The main advantage of trading using opposite Hilton Worldwide and Keck Seng positions is that it hedges away some unsystematic risk. Because of two separate transactions, even if Hilton Worldwide position performs unexpectedly, Keck Seng can make up some of the losses. Pair trading also minimizes risk from directional movements in the market. For example, if an entire industry or sector drops because of unexpected headlines, the short position in Keck Seng will offset losses from the drop in Keck Seng's long position.
The idea behind Hilton Worldwide Holdings and Keck Seng Investments pairs trading is to make the combined position market-neutral, meaning the overall market's direction will not affect its win or loss (or potential downside or upside). This can be achieved by designing a pairs trade with two highly correlated stocks or equities that operate in a similar space or sector, making it possible to obtain profits through simple and relatively low-risk investment.

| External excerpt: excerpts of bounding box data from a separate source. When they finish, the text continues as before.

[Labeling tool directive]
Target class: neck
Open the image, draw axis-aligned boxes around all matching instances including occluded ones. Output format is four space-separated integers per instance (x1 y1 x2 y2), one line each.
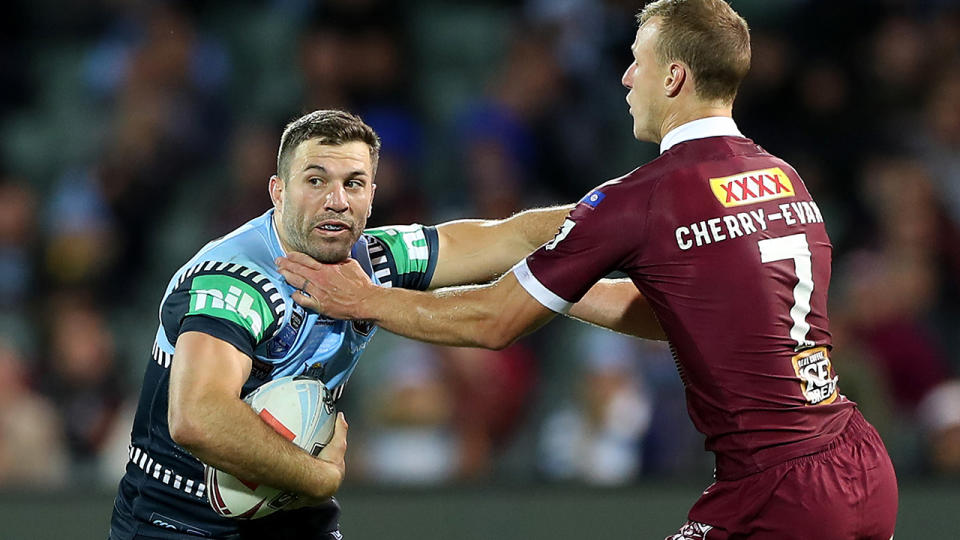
653 104 733 144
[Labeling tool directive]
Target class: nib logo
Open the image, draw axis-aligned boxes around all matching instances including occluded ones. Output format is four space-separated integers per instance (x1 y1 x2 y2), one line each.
710 167 796 208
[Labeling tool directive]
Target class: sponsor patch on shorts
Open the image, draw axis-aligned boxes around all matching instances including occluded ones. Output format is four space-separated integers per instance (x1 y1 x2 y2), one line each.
666 521 713 540
710 167 796 208
790 347 839 405
580 190 607 208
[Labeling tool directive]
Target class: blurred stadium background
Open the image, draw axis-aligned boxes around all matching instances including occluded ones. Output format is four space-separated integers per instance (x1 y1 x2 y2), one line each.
0 0 960 539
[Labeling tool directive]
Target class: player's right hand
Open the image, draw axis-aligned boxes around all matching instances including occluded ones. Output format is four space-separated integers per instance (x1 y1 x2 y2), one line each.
317 412 349 495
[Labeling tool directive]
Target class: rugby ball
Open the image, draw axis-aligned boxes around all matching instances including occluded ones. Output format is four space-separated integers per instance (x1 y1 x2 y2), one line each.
203 377 337 519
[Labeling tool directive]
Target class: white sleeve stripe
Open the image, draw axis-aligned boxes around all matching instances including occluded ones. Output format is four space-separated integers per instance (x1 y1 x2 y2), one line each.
511 259 573 313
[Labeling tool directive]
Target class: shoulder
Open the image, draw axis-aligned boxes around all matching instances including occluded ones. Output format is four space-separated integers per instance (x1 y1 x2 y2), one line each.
161 260 287 341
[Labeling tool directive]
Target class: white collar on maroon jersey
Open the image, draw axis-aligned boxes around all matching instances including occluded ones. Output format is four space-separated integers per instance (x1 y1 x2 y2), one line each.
660 116 743 154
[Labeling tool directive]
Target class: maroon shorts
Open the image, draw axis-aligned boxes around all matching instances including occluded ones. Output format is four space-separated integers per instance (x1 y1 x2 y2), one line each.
667 411 897 540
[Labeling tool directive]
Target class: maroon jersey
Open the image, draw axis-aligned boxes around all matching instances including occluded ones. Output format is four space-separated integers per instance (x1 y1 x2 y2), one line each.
514 119 855 479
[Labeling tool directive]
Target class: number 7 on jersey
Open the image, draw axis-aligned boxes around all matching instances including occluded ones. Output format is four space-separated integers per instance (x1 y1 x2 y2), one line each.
757 234 815 351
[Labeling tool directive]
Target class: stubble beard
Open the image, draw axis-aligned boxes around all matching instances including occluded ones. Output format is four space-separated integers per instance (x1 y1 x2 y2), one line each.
281 209 364 264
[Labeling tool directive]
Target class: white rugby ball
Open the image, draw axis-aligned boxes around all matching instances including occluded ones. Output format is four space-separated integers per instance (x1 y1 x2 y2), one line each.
203 377 336 519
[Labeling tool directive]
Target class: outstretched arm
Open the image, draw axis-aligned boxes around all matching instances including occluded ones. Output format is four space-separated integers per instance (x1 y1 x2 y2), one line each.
568 279 667 341
430 204 573 289
278 253 556 349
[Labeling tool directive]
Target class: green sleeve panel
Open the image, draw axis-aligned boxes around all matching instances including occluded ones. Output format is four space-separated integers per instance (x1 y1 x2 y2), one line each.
364 225 439 291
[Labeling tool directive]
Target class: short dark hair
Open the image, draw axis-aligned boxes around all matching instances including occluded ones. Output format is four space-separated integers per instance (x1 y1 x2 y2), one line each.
277 110 380 182
637 0 750 103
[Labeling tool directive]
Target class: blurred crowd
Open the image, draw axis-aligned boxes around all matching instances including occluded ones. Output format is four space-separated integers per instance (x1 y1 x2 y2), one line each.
0 0 960 489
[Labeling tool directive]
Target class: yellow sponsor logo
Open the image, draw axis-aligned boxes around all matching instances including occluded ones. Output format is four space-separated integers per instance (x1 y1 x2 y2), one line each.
791 347 840 405
710 167 796 208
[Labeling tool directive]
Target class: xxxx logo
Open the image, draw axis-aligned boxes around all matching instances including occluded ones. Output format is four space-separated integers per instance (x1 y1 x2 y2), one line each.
710 167 796 208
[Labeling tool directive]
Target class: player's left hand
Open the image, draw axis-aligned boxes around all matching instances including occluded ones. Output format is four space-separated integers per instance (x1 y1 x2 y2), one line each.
276 252 376 319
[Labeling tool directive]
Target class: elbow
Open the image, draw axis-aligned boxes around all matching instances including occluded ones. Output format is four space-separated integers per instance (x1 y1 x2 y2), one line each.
167 402 206 453
476 319 520 351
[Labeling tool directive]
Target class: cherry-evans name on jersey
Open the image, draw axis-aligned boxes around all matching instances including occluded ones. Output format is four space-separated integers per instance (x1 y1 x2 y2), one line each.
674 201 823 251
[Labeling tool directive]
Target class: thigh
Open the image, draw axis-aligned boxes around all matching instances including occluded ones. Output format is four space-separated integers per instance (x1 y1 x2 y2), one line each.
673 437 897 540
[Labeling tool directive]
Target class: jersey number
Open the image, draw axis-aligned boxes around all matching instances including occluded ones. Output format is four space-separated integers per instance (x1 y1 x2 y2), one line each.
758 234 815 350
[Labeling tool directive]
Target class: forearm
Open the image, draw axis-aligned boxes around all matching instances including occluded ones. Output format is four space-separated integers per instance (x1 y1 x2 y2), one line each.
357 287 512 349
430 206 572 289
181 397 341 497
569 279 667 340
503 204 574 252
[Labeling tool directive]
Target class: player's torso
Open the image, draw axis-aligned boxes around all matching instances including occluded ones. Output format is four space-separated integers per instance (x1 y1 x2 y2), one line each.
117 212 378 536
623 137 851 478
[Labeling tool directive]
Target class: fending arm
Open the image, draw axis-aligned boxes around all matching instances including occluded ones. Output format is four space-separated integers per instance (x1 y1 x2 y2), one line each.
430 204 574 289
567 279 667 341
277 253 555 349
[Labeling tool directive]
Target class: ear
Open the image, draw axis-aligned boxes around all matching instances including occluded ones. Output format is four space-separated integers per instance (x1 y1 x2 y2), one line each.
269 175 283 210
663 62 687 97
367 184 377 218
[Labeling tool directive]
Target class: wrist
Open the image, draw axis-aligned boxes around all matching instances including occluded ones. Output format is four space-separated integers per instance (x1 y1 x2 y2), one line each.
306 458 343 499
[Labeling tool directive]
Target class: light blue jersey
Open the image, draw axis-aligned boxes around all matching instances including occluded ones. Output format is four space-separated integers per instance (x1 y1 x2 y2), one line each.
111 210 438 539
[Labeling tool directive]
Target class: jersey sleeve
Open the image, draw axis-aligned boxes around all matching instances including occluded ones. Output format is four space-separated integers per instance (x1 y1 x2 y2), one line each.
364 225 439 291
513 184 642 313
160 261 284 358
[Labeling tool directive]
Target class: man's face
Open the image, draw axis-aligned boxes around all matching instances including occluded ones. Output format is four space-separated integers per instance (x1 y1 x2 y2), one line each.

Check out your portfolio center.
Note that this page's information should be used as a complementary analysis to find the right mix of equity instruments to add to your existing portfolios or create a brand new portfolio. You can also try the FinTech Suite module to use AI to screen and filter profitable investment opportunities.

Other Complementary Tools

AI Portfolio Architect
Use AI to generate optimal portfolios and find profitable investment opportunities
Top Crypto Exchanges
Search and analyze digital assets across top global cryptocurrency exchanges
Watchlist Optimization
Optimize watchlists to build efficient portfolios or rebalance existing positions based on the mean-variance optimization algorithm
Bond Analysis
Evaluate and analyze corporate bonds as a potential investment for your portfolios.